A
Kickstarter update for Shadowrun Returns has a follow-up from Harebrained
Schemes to the news that they are launching another fundraiser
next month for another
installment in the
Shadowrun series of tactical RPGs. The new update has
the promised reveal of the game's location, showing this to be Hong Kong. They
offer two variations on their
Shadowrun Hong Kong concept art wallpaper.
Battle.net has word that
the first
Diablo III season competition is soon drawing to a close,
offering an explanation of how the process of wrapping things up and rolling
over items into players' regular inventories will play out. They do not offer a
definitive end date for the season, saying it could conclude as early as
February 3rd, and though this could shift, they will do their "utmost" to adhere
to that date. They do not specify when season two for the action/RPG sequel will
commence, but they do say there will be "a short period of time" between seasons
to get your gear in order.

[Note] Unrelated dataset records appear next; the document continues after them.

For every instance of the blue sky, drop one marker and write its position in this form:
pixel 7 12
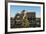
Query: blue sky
pixel 15 8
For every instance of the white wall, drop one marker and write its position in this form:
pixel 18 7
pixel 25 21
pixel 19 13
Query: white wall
pixel 2 17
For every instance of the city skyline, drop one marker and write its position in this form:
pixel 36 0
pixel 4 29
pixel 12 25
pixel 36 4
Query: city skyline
pixel 14 9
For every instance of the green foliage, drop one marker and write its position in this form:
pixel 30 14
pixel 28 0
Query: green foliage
pixel 26 22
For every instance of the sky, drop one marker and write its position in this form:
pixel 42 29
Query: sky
pixel 14 9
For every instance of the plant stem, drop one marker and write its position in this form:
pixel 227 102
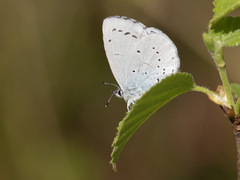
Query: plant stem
pixel 221 65
pixel 237 106
pixel 203 90
pixel 236 131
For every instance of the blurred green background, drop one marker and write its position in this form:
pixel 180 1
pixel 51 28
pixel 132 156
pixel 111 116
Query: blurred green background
pixel 53 123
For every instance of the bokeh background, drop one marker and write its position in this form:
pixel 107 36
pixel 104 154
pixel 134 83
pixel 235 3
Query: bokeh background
pixel 53 123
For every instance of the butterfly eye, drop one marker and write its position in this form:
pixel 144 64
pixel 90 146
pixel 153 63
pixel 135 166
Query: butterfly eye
pixel 118 93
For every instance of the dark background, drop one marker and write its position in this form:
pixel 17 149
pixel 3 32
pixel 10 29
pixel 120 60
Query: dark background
pixel 53 123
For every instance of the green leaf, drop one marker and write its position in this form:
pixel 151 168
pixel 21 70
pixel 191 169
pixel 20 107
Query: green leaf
pixel 209 42
pixel 150 102
pixel 222 8
pixel 236 89
pixel 226 31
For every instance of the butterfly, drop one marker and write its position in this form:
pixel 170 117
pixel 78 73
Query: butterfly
pixel 139 56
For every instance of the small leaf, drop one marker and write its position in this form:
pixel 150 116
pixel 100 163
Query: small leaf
pixel 222 8
pixel 208 42
pixel 226 31
pixel 236 89
pixel 150 102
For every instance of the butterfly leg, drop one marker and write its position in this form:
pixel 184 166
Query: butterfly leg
pixel 129 104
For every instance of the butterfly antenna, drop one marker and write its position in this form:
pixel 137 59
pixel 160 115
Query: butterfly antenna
pixel 111 84
pixel 106 105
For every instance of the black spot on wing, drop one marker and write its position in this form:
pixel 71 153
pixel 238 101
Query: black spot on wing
pixel 134 36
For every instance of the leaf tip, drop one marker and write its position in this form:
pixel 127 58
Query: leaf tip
pixel 114 166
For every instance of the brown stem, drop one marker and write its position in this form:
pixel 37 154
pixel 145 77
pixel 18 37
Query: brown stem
pixel 236 131
pixel 235 120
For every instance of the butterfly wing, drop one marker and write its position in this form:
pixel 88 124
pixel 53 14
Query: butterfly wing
pixel 120 36
pixel 153 58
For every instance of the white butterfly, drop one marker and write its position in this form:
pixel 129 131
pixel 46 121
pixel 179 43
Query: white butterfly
pixel 139 57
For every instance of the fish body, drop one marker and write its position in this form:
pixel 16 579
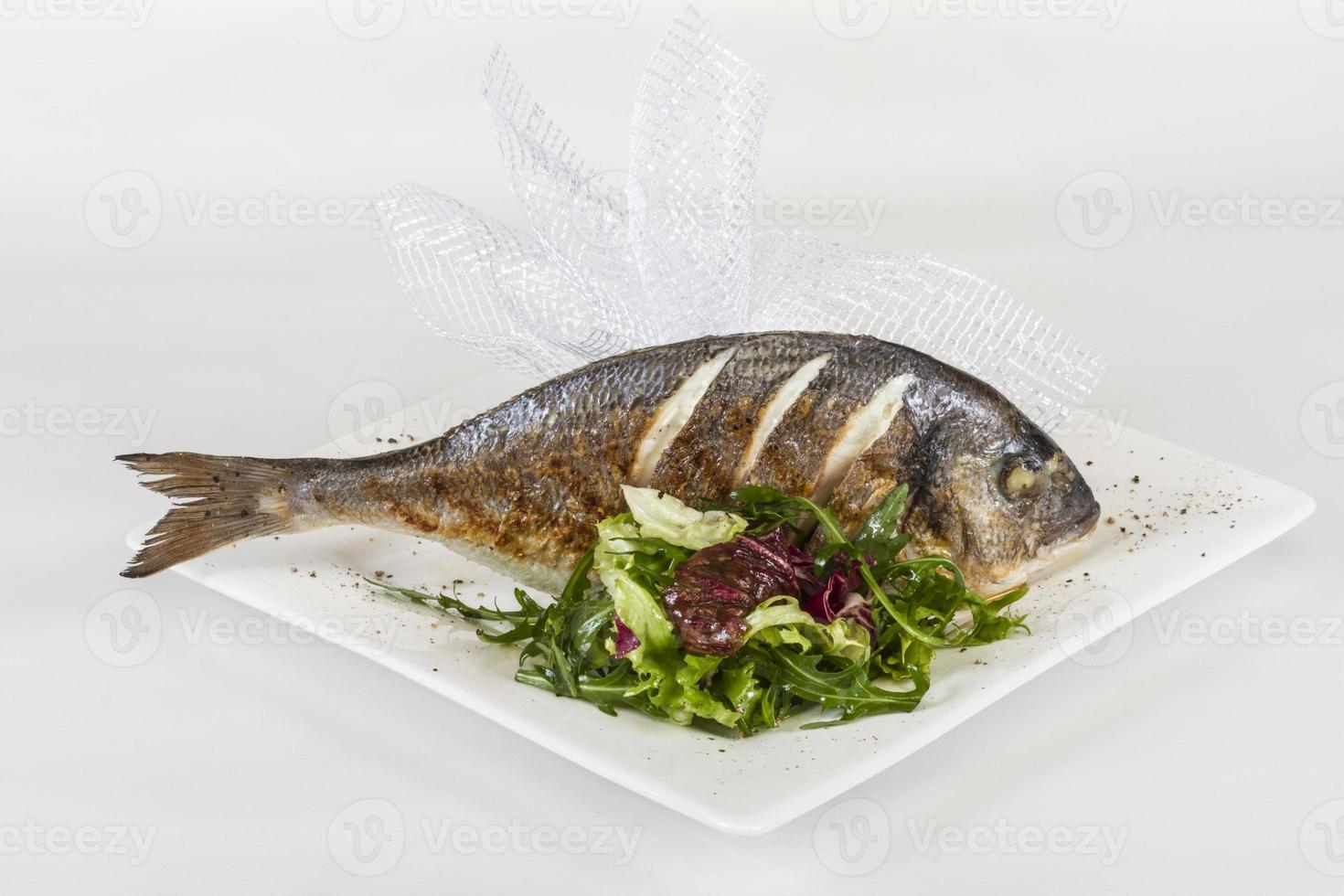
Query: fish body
pixel 840 420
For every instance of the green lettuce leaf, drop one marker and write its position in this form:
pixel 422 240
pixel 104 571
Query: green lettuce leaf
pixel 661 516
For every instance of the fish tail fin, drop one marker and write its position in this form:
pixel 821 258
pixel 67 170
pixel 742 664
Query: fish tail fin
pixel 222 500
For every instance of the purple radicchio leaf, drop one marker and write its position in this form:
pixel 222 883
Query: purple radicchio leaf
pixel 839 598
pixel 717 587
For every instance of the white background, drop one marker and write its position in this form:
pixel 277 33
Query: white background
pixel 1211 755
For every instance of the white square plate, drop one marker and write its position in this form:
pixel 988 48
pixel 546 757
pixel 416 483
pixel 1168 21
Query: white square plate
pixel 1169 518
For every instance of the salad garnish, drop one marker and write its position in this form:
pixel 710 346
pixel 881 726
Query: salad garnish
pixel 717 617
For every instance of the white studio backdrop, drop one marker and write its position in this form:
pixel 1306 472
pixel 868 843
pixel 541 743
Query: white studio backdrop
pixel 186 261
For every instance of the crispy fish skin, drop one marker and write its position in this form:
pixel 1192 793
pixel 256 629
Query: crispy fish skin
pixel 522 486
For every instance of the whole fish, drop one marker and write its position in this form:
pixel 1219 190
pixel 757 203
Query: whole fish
pixel 840 420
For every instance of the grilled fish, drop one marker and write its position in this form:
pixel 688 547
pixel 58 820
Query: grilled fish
pixel 841 420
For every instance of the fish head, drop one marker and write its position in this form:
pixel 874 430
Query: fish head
pixel 1001 496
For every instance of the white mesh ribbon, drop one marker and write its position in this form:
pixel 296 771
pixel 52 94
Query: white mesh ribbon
pixel 669 249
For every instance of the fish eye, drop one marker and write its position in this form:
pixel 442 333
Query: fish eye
pixel 1020 478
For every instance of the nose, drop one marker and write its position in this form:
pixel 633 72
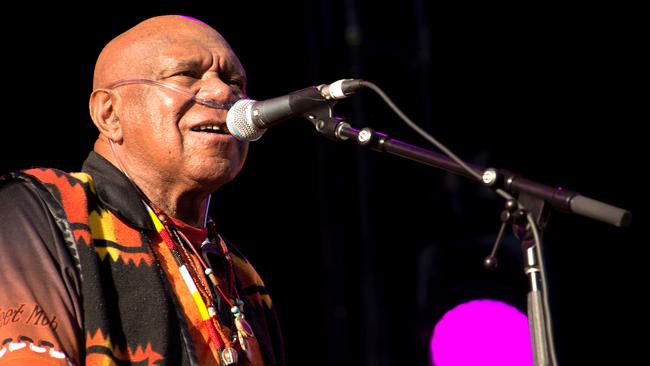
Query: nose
pixel 213 88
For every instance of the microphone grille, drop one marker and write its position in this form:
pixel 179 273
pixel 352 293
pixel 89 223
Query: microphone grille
pixel 240 121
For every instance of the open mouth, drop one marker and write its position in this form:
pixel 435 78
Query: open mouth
pixel 211 128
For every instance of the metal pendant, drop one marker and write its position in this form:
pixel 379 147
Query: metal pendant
pixel 242 326
pixel 229 356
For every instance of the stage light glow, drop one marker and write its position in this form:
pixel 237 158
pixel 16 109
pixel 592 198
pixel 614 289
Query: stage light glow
pixel 482 332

This sums things up:
Note that all heroes,
rewards, and progress will convert to the appropriate non-Seasonal game mode.
Any items, gold, Paragon experience, Achievements, Artisan levels or recipes,
Stash space, and Blood Shards earned on Normal Seasonal heroes with transfer to
your Normal non-Seasonal heroes when the season is over. Similarly, anything
you’ve earned on Hardcore Seasonal heroes will transfer to your Hardcore
non-Season heroes instead.
The
Steam Greenlight page for
Hatred announces that Destructive
Creations' isometric shooter has been approved by the community for sale on
Steam (thanks
One Angry Gamer). The game attracted a lot of hatred following
its announcement as it puts the player in the
role of a mass killer, which led to the game's
first Greenlight campaign being
suspended before Valve apologetically
reinstated
it. The game is currently slated for release for Windows in Q2 2015, and the
description gives a sense of what it is about as well as why some find it
objectionable:
Hatred fills your whole body. You’re sick and tired of
humanity’s worthless existence. The only thing that matters is your gun and pure
Armageddon that you want to unleash.
You will go out for a hunt, you will clear the New York outskirts of the humans
with a cold blood. You will shoot, you will hurt, you will kill, you will die.

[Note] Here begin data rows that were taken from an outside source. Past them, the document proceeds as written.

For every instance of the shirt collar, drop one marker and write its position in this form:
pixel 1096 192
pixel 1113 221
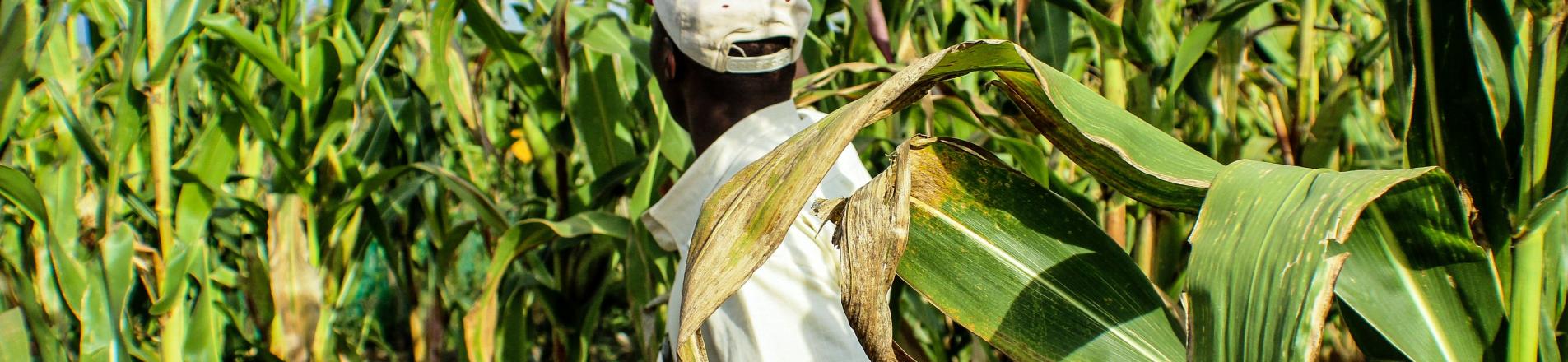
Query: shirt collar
pixel 673 218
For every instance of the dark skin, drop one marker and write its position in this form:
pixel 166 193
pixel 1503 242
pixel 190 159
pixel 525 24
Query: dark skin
pixel 708 102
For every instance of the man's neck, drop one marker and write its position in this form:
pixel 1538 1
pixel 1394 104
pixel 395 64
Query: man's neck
pixel 706 119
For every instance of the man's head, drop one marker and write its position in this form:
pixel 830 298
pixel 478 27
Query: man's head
pixel 720 60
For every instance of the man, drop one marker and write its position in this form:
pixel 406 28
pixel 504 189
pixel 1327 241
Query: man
pixel 725 67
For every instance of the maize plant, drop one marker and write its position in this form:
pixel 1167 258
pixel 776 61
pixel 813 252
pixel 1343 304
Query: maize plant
pixel 1105 181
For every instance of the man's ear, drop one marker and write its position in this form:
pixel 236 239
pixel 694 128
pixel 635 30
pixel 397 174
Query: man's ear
pixel 670 63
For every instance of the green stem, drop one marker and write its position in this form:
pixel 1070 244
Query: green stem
pixel 1524 304
pixel 1538 112
pixel 1306 69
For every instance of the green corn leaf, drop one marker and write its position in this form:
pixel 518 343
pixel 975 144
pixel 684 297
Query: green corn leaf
pixel 17 188
pixel 1272 244
pixel 599 112
pixel 230 29
pixel 1119 148
pixel 1538 265
pixel 176 26
pixel 13 329
pixel 745 220
pixel 1195 44
pixel 1012 262
pixel 1452 119
pixel 482 320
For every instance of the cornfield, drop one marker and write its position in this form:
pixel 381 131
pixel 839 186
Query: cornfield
pixel 1062 179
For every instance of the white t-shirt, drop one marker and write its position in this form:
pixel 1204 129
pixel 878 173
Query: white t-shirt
pixel 791 308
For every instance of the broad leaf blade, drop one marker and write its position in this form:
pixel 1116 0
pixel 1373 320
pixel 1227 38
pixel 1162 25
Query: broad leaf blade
pixel 483 317
pixel 230 29
pixel 1452 119
pixel 1114 145
pixel 1024 268
pixel 745 220
pixel 15 332
pixel 874 226
pixel 1272 239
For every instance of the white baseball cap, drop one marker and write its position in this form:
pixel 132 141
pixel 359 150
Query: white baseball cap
pixel 706 30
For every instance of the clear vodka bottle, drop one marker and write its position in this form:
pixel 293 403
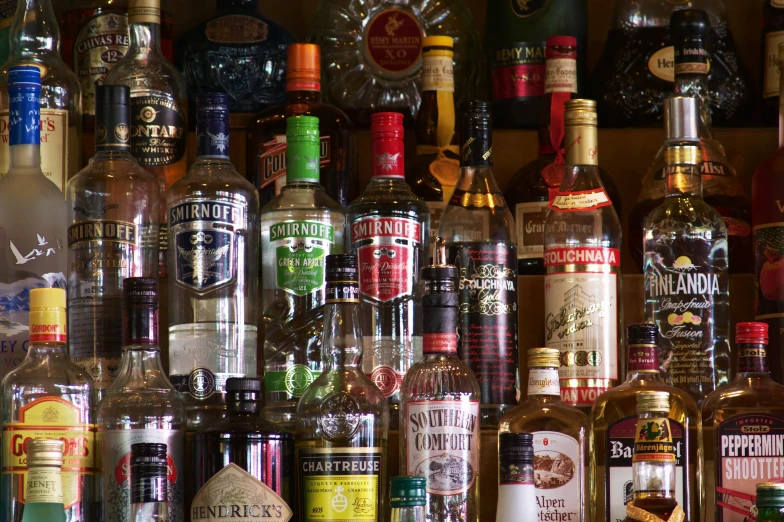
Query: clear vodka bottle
pixel 213 270
pixel 299 228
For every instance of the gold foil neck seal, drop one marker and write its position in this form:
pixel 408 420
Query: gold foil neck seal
pixel 544 358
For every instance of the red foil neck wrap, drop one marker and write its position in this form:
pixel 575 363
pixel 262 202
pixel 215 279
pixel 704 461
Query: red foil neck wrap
pixel 386 150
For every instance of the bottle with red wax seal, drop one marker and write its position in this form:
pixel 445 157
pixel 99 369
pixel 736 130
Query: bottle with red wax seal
pixel 738 422
pixel 389 230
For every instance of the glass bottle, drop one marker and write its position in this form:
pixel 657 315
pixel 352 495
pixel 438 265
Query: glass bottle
pixel 213 271
pixel 342 418
pixel 266 139
pixel 721 187
pixel 478 228
pixel 148 466
pixel 439 388
pixel 686 279
pixel 158 106
pixel 254 456
pixel 112 234
pixel 748 411
pixel 44 494
pixel 613 421
pixel 299 228
pixel 48 397
pixel 33 221
pixel 516 35
pixel 35 41
pixel 139 406
pixel 388 228
pixel 582 287
pixel 432 173
pixel 561 450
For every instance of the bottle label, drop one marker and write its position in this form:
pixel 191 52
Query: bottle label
pixel 51 418
pixel 251 499
pixel 389 250
pixel 749 450
pixel 682 300
pixel 102 41
pixel 442 444
pixel 204 234
pixel 116 450
pixel 618 465
pixel 518 71
pixel 393 39
pixel 158 133
pixel 487 318
pixel 558 465
pixel 339 484
pixel 530 218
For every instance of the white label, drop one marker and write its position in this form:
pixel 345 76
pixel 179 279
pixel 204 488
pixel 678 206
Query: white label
pixel 438 74
pixel 558 474
pixel 442 444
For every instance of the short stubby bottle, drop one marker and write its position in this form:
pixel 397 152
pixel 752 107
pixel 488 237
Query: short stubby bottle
pixel 388 228
pixel 213 254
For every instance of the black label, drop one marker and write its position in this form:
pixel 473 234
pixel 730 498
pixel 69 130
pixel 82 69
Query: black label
pixel 487 316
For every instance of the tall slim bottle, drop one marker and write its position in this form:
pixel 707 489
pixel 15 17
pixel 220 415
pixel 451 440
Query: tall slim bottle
pixel 112 234
pixel 33 220
pixel 480 239
pixel 582 258
pixel 686 275
pixel 213 271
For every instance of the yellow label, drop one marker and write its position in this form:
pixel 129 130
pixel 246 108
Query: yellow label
pixel 51 418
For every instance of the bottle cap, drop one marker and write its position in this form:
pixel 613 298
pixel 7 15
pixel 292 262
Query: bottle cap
pixel 407 491
pixel 45 452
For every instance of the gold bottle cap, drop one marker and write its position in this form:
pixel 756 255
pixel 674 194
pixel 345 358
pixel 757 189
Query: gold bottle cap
pixel 47 452
pixel 544 358
pixel 653 401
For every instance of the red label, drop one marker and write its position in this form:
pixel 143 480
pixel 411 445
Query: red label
pixel 394 40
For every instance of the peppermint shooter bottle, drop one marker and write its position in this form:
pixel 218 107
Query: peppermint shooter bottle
pixel 213 215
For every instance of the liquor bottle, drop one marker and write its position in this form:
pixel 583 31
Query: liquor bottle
pixel 480 240
pixel 516 486
pixel 158 105
pixel 342 418
pixel 139 406
pixel 721 186
pixel 685 271
pixel 33 218
pixel 148 467
pixel 49 397
pixel 266 139
pixel 560 440
pixel 382 69
pixel 433 171
pixel 582 241
pixel 613 421
pixel 213 270
pixel 34 40
pixel 44 494
pixel 113 234
pixel 516 35
pixel 767 191
pixel 244 450
pixel 636 71
pixel 388 228
pixel 237 51
pixel 653 465
pixel 531 188
pixel 299 228
pixel 733 418
pixel 436 392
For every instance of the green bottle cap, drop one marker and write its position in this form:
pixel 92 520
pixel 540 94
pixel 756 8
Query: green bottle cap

There are no rules, no compassion, no mercy, no point of going back. You are the
lord of life and death now and you have the full control over lives of worthless
human scum.
You will also run, you will need to think, you will need to hide and fight back
when armored forces will come to take you down. You will have no mercy for them,
because they dare to come in your way.
Only brutality and destruction can clear this land. Only the killing spree will
make you die spectacularly and go to hell.
A
Steam Community post outlines how to unlock the framerate in
Metal Gear
Solid: Ground Zeroes, allowing enterprising gamers to surpass the 30/60
frames per second cap in the PC edition of the action/adventure sequel (thanks
DSOGaming). This is accomplished through the deletion of a single line of
code in a configuration file, though obviously you have no one but yourself to
blame if doing so triggers a nuclear launch or chronic acne, as this is
unsupported. There are also instructions in that thread on how to unlock the
game's field of view, and more on messing with the PC edition can be found
on NeoGAF.
A
thread on GOG.com discusses a recent change to the installers the online
marketplace provides for the games it sells that's causing problems for some
users (thanks
DSOGaming). At issue is the use of password-protected compressed RAR files
that cannot be opened by the
innoextract utility
favored by many Linux users. The thread covers attempts to workaround this
situation with and without using WINE, and some unhappy users have called this a
form of DRM from a company that has made a reputation by being anti-DRM. There's
a post from GOG.com explaining their reasoning:
Malware pushers tend
to be better, and any protection can be broken (as this thread shows), but AFAIK
innounp doesn't unpack the compiled code, just the resources, so it's not the
same thing. Plus, a repacked installer won't have the digital signature, so it
can be easily distinguished (Windows shows a notification if you run unsigned
downloaded exe).
The browser actually identifies the archive very well (it is a rar file after
all). The problem is when the only downloaded things are the rar files, without
the installer exe, or even only the first part of the multi-part archive. And if
I try to add any more protection from extracting such a download, then you'll
have even more work to break that :-P Current solution works well enough for
that purpose.
Thanks for the input though. I listen to your feedback and try to add requested
features to the Installer, so if there are any ideas than can be integrated with
the current design and requirements, I'm open to try :-)
As for Wine... Well, it's not really officially supported. I added a /nogui
switch some time ago for that purpose, because it was a feature requested by
some users. For now it's not working due to other updates which had higher
priority. I'll look into getting it working again.
Time is running out to wear those groovy 2014 glasses you bought to close out
last year. And bad news if you have the prescription version, because I'm pretty
sure the lenses won't fit right in 2015 frames.